On Monday, Jodi Arias’ defense team filed yet another motion with the court.
In this most recent motion, attorneys Kirk Nurmi and Jennifer Willmott are requesting all charges against Arias be dismissed due to prosecutorial misconduct, or, in the alternative, death be taken off the table.
This is not the first time the defense has alleged prosecutorial misconduct and urged Judge Sherry Stephens to take appropriate action and it likely will not be the last. With all the talk, you might be asking yourself “what exactly is prosecutorial misconduct?”
Well, it is usually NOT just ONE THING. It can be one action or, more likely, it can be a culmination of actions by the prosecution or by its agents, such as law enforcement. According to Webster’s New World Law Dictionary, prosecutorial misconduct “is an illegal act or failing to act, on the part of a prosecutor, especially an attempt to sway the jury to wrongly convict a defendant or to impose a harsher than appropriate punishment.”
The defense is alleging that a computer forensic expert, retained by Arias, discovered thousands of files had been deleted from Travis Alexander’s computer. This, in and of itself, might not raise your eyebrow or your interest, but let’s add to the story. The expert further alleged the majority of those deleted files were pornographic and that these files were deleted during a three-hour period when the computer was in Mesa police custody.
Ouch. That hurts.
This begs the question, does it matter? Is it enough to cause Stephens to dismiss the case against Arias? Probably not at this point. Let’s look at the “legalities and realities” of the situation.
First, the realities: We are in the middle of the retrial of the penalty phase. Arias murdered Alexander in 2008, which means this is, if not the oldest, one of the oldest active cases in Maricopa County. Millions of dollars have been spent prosecuting and defending Arias in the past six-and-a half-years. Two juries have been empaneled and thousands of man-hours have been expended. It would take a very bold judge to bring it all to a halt now.
Now, the legalities: If the prosecutorial misconduct is egregious enough it can cause a case to be overturned. In other words, if the defense can prove illegal acts on the part of the prosecutor or his agents, then Arias’ conviction could be overturned.
It is alleged the cops deleted files on Alexander’s computer and those files could prove that Arias was not a liar and that Alexander was looking at pornography, perhaps even child porn. At this point, you might be shaking your head and saying “even if he was, that doesn’t excuse her brutally killing him.”
In our society, the prosecutors and the cops are supposed to be the good guys. They are supposed to seek justice and not hide evidence. If the defense expert’s allegations are true then the prosecution and the cops did not live up to our expectations.
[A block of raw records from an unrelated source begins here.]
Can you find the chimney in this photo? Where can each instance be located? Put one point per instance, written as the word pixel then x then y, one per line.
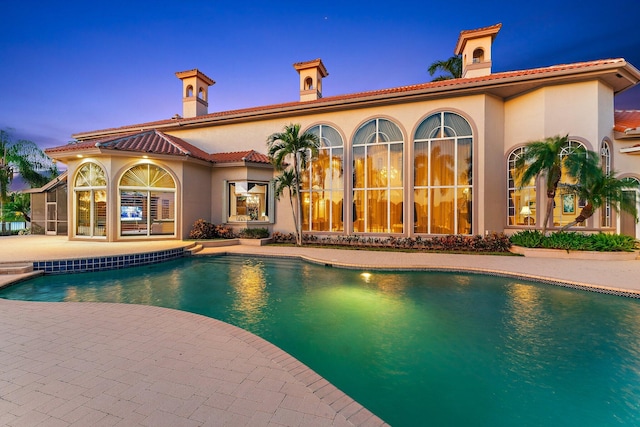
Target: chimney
pixel 475 48
pixel 311 75
pixel 195 93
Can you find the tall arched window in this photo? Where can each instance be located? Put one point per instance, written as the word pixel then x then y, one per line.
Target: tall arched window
pixel 147 201
pixel 323 183
pixel 629 225
pixel 443 166
pixel 605 162
pixel 378 193
pixel 521 206
pixel 90 195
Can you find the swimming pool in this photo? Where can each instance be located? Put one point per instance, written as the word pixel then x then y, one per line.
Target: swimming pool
pixel 413 347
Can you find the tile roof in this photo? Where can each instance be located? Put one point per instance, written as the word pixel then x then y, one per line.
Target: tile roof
pixel 240 156
pixel 156 142
pixel 626 120
pixel 497 80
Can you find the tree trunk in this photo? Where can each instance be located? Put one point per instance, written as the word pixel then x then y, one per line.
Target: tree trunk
pixel 585 213
pixel 547 214
pixel 298 218
pixel 552 186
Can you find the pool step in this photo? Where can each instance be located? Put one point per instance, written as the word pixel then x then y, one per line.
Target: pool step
pixel 15 268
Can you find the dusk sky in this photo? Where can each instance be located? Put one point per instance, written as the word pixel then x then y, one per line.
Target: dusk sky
pixel 68 67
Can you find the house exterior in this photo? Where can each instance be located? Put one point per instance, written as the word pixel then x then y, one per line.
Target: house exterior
pixel 425 159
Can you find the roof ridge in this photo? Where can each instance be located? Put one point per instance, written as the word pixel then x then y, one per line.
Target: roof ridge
pixel 173 143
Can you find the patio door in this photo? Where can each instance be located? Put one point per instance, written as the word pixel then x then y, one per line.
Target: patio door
pixel 51 226
pixel 628 223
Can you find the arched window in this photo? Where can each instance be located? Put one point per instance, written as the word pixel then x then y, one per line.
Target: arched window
pixel 90 195
pixel 605 162
pixel 521 207
pixel 147 201
pixel 478 55
pixel 378 192
pixel 443 166
pixel 629 225
pixel 308 83
pixel 566 207
pixel 323 183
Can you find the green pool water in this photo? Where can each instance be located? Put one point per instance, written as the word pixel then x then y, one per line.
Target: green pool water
pixel 416 348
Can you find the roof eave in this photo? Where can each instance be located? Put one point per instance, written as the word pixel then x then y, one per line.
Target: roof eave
pixel 630 76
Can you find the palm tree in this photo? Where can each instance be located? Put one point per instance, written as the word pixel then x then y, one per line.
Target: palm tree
pixel 597 188
pixel 18 207
pixel 286 182
pixel 543 158
pixel 290 150
pixel 452 68
pixel 26 158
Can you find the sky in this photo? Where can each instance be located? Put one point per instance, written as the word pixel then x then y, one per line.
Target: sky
pixel 77 66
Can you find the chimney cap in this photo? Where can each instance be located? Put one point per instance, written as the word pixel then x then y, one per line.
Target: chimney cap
pixel 195 73
pixel 316 63
pixel 466 35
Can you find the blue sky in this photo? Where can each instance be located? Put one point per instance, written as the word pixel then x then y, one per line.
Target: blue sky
pixel 68 66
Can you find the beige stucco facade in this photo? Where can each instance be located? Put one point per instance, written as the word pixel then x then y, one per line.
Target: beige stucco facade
pixel 504 111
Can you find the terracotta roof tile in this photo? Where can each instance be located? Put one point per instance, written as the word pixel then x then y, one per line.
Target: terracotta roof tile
pixel 435 86
pixel 151 141
pixel 156 142
pixel 240 156
pixel 625 120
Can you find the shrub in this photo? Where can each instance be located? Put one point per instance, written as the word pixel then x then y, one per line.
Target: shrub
pixel 279 237
pixel 254 233
pixel 202 230
pixel 572 241
pixel 205 230
pixel 494 242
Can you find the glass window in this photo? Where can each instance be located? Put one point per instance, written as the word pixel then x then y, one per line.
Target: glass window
pixel 322 186
pixel 90 189
pixel 248 201
pixel 521 207
pixel 147 202
pixel 378 192
pixel 565 205
pixel 443 167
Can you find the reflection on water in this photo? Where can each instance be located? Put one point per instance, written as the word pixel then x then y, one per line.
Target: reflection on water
pixel 249 296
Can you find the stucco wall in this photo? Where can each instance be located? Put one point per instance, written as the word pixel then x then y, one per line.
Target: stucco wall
pixel 407 115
What is the proper punishment? Dismissal of the case? Most would argue no, due to the horrific circumstances of this murder.
Sanctions against the state? A do-over? Possibly. The court will, at a minimum, have to have a lengthy evidentiary hearing on this ssue to clear up what happened with the computer. Although this will delay the trial, not doing this would be irresponsible.
One thing is clear: If this happened then, without a doubt, there has to be some accountability.